PA3 - Matrix Multiplication
===========================

Objective
^^^^^^^^^
The purpose of this lab is to get you familiar with mapping computations onto the GPU 
and multi-dimensional local and global work sizes. You will implement transposed matrix multiplication 
by writing the GPU kernel code as well as the associated host code.

Instructions
^^^^^^^^^^^^^
Given matrices :math:`A \in \mathbb{R}^{m \times n}` 
and :math:`B \in \mathbb{R}^{m \times p}`, compute 
their product :math:`C = A^T B`. 
Recall that :math:`C` will be an :math:`n \times p` matrix that 
can be computed with the following formula:

.. math:: 
    C_{ij} = \sum_{k = 1}^m (A^T)_{ik} B_{kj}

Where :math:`M_{ij}` is the entry at the row :math:`i` and 
column :math:`j` of matrix :math:`M`.


Edit the code to perform the following:

* Set the dimensions of the result matrix
* Create device buffers for the matrices 
* Copy host memory to device buffers
* Create the kernel
* Set up arguments for the kernel
* Define local and global work sizes
* Invoke OpenCL kernel
* Copy result matrix from device to host
* Release memory on device 
* Write the OpenCL kernels to perform matrix multiplication without coarsening, with row wise coarsening, and an optional kernel with your choice of optimizations

Instructions about where to place each part of the code is demarcated by the :code:`//@@` comment lines.

How to Compile
^^^^^^^^^^^^^^
The :code:`main.c` file contains the host code for the programming assignment. 
The :code:`0_matmul.cl` file contains the device code for matrix multiplication without coarsening.
The :code:`1_coarsened_matmul.cl` file contains the device code for matrix multiplication with row wise coarsening.
The :code:`2_optional_matmul.cl` file contains the device code for matrix multiplication with any optimizations you want that is optional.
There is a Makefile included which compiles it and links it with library helper functions.
It can be run by typing :code:`make` from the PA3 folder. It generates a :code:`solution` output file. 
During development, make sure to run the :code:`make clean` command before running :code:`make`.

How to Test
^^^^^^^^^^^
Use the :code:`make naive`, :code:`make coarsened`, and :code:`make optional` commands to test your respective kernels on the 
test cases in the :code:`Dataset` foldeer. 
There are a total of 11 tests on which your program will be evaluated for correctness. 
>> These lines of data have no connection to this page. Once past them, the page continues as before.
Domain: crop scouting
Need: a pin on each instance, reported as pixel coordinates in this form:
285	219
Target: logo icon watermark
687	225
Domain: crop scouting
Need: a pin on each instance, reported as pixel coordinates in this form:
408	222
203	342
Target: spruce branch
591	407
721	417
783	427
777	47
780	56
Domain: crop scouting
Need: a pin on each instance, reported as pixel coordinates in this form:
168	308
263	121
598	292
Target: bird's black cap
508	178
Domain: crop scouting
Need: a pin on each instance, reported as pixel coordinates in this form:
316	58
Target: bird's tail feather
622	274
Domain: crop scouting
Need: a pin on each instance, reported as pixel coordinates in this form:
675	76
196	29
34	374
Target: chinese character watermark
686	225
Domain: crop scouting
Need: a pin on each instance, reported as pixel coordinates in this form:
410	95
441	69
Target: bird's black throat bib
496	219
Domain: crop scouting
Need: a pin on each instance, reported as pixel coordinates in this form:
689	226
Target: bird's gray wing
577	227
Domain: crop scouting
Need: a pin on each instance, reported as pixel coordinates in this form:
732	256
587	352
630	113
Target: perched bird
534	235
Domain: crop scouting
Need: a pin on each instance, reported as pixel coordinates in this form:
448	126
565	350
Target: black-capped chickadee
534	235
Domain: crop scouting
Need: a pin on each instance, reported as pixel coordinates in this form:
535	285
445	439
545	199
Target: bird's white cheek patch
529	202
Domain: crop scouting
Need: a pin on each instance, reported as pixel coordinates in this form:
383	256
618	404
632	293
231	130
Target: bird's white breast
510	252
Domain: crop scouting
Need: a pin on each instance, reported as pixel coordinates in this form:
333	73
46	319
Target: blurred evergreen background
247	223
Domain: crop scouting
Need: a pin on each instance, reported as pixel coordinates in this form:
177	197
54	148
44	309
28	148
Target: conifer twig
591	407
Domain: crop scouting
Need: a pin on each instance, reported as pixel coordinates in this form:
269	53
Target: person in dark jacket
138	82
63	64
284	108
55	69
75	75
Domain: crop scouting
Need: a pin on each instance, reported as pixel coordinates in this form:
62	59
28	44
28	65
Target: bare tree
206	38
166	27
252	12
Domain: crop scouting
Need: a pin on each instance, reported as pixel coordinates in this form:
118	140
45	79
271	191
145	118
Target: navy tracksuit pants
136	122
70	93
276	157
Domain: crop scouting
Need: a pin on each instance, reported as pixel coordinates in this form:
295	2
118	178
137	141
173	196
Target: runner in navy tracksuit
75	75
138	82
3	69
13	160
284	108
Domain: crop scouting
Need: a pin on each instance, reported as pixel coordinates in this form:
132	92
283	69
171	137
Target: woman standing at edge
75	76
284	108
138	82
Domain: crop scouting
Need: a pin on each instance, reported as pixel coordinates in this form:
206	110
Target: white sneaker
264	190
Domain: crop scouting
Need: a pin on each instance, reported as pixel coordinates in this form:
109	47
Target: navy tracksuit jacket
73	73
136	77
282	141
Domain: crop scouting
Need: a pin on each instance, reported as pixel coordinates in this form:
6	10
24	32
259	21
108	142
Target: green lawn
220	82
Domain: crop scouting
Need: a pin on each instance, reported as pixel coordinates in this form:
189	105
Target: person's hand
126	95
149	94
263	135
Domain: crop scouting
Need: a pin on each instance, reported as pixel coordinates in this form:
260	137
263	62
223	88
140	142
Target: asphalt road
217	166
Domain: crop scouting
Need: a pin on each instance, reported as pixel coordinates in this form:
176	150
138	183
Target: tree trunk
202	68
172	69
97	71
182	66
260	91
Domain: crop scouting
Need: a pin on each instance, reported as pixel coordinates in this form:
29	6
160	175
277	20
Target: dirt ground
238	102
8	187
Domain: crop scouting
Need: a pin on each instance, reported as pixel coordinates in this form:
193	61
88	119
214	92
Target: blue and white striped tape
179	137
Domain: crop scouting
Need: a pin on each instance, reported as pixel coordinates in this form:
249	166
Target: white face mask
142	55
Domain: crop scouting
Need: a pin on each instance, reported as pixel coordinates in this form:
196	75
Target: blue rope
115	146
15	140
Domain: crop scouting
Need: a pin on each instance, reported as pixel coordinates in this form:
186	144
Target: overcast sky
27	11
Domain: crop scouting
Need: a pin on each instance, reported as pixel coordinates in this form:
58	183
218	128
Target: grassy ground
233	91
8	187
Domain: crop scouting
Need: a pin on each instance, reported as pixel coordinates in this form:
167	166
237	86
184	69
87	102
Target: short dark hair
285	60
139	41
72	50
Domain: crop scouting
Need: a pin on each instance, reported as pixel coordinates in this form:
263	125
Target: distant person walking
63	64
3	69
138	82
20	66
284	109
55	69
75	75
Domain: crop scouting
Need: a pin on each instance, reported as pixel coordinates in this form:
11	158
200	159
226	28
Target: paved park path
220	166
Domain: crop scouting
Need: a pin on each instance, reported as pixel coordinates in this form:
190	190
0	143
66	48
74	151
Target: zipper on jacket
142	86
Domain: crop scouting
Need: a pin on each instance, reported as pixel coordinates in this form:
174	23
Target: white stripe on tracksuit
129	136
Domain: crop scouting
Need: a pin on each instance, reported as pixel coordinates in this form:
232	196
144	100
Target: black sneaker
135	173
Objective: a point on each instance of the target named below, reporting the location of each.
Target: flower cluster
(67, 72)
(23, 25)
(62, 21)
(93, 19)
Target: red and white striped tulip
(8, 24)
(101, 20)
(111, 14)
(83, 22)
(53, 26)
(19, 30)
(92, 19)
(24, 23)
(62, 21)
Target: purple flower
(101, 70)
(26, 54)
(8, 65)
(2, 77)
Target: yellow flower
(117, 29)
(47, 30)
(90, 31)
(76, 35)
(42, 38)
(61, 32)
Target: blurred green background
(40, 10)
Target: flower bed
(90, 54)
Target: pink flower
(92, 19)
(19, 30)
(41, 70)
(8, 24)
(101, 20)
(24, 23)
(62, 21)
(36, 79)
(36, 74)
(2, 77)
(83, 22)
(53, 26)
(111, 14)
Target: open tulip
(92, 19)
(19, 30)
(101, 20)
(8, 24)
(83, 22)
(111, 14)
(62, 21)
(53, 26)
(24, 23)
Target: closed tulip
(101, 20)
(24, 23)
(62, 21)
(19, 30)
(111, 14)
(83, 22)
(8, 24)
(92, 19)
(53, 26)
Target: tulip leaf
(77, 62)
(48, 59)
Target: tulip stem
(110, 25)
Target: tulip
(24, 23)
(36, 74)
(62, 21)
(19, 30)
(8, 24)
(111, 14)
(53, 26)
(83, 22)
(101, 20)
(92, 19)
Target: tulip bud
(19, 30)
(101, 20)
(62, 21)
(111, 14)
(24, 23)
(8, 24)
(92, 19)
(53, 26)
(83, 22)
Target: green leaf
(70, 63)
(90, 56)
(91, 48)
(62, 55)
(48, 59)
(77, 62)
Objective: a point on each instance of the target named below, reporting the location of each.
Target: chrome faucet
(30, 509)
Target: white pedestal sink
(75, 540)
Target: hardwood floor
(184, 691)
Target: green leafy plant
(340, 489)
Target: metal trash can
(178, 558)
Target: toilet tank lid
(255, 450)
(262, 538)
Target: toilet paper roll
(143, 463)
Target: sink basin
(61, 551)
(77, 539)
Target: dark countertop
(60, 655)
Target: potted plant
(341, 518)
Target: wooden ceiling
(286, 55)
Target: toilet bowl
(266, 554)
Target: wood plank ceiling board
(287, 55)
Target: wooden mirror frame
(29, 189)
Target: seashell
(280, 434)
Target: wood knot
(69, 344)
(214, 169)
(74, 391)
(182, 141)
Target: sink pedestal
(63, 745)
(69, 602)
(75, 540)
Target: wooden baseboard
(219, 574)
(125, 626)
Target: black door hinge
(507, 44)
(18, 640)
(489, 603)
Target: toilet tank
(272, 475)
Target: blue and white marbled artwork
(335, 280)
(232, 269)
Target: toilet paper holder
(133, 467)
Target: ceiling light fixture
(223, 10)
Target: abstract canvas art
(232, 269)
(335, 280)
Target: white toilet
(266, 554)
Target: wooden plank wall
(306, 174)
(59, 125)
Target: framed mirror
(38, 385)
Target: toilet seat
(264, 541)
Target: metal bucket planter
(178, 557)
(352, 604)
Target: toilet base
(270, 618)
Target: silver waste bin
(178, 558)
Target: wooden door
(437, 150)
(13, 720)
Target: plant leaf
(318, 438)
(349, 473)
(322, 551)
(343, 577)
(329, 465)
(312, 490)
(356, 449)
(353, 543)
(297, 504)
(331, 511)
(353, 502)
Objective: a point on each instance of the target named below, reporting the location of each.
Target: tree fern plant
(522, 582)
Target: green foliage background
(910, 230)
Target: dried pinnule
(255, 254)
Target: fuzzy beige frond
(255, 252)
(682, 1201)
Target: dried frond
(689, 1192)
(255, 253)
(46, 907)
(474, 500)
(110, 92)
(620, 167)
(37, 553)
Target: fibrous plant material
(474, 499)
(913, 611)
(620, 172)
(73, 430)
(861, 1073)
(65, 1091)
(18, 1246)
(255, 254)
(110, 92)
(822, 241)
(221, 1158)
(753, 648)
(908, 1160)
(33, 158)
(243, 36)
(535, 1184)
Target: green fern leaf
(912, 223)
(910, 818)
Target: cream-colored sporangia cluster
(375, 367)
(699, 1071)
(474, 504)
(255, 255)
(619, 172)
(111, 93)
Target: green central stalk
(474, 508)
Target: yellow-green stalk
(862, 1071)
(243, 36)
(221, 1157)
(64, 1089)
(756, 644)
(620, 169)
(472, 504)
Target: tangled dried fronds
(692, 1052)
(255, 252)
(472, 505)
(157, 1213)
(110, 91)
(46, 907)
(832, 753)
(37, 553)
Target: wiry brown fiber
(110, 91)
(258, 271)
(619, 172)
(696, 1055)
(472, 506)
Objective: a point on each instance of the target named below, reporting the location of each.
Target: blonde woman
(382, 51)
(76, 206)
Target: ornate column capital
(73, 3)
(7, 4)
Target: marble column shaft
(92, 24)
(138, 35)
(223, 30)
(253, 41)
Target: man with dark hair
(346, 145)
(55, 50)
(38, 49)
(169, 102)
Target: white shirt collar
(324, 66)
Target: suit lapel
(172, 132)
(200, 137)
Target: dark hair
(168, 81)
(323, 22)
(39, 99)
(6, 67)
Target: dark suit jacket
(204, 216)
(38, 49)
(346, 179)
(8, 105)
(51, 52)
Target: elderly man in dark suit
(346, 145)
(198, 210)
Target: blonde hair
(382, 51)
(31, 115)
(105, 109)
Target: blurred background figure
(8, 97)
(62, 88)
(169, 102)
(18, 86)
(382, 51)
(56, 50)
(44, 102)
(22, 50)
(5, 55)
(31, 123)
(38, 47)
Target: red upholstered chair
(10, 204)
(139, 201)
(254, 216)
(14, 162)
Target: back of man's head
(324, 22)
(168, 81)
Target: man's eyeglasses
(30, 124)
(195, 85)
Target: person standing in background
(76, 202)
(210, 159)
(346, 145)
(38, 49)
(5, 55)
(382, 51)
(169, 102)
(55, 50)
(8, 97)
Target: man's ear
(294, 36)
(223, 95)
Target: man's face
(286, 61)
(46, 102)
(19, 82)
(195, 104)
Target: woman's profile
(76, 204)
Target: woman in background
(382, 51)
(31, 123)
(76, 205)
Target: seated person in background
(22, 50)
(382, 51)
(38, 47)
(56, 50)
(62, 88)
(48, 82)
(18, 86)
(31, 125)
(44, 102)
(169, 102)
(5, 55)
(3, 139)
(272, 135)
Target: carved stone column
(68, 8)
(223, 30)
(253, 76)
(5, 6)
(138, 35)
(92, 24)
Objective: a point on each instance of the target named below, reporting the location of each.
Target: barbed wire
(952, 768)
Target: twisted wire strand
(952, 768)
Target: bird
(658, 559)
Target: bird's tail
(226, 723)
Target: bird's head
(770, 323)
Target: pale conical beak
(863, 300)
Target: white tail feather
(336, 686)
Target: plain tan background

We will use the last test case (testcase 10) to verify if your programs meet the speedup requirements that you should get using coarsening on the row. 
Use the :code:`make time-naive`, :code:`make time-coarsened`, and :code:`make time-optional` commands to see timing details for your kernels.  Your kernels must produce a time less than 500ms. 

For debugging tools, you can use `oclgrind`, see https://github.com/jrprice/Oclgrind?tab=readme-ov-file#usage for usage documentation

Submission
^^^^^^^^^^
Submit the :code:`main.c`, :code:`0_matmul.cl`, :code:`1_coarsened_matmul.cl`, and :code:`2_optional_matmul.cl`, files on gradescope. Preserve the file name while uploading to gradescope. 

Gradescope submissions are heavily rate limited starting this PA. See <rate_limit> for more details. Please do not use Gradescope to time your code.

Grading
^^^^^^^
Part 1: You implement naive matrix multiply without any coarsening for correctness.

Part 2: You will implement coarsened matrix multiply for correctness. You MUST coarsen by row.

Part 3: This is an optional kernel where you will implement matrix multiply using any optimizations from class or outside sources, be creative. This will be timed on a Nvidia 1080 ti and placed on a public gradescope leaderboard showcasing your time. This is NOT graded, bragging rights only.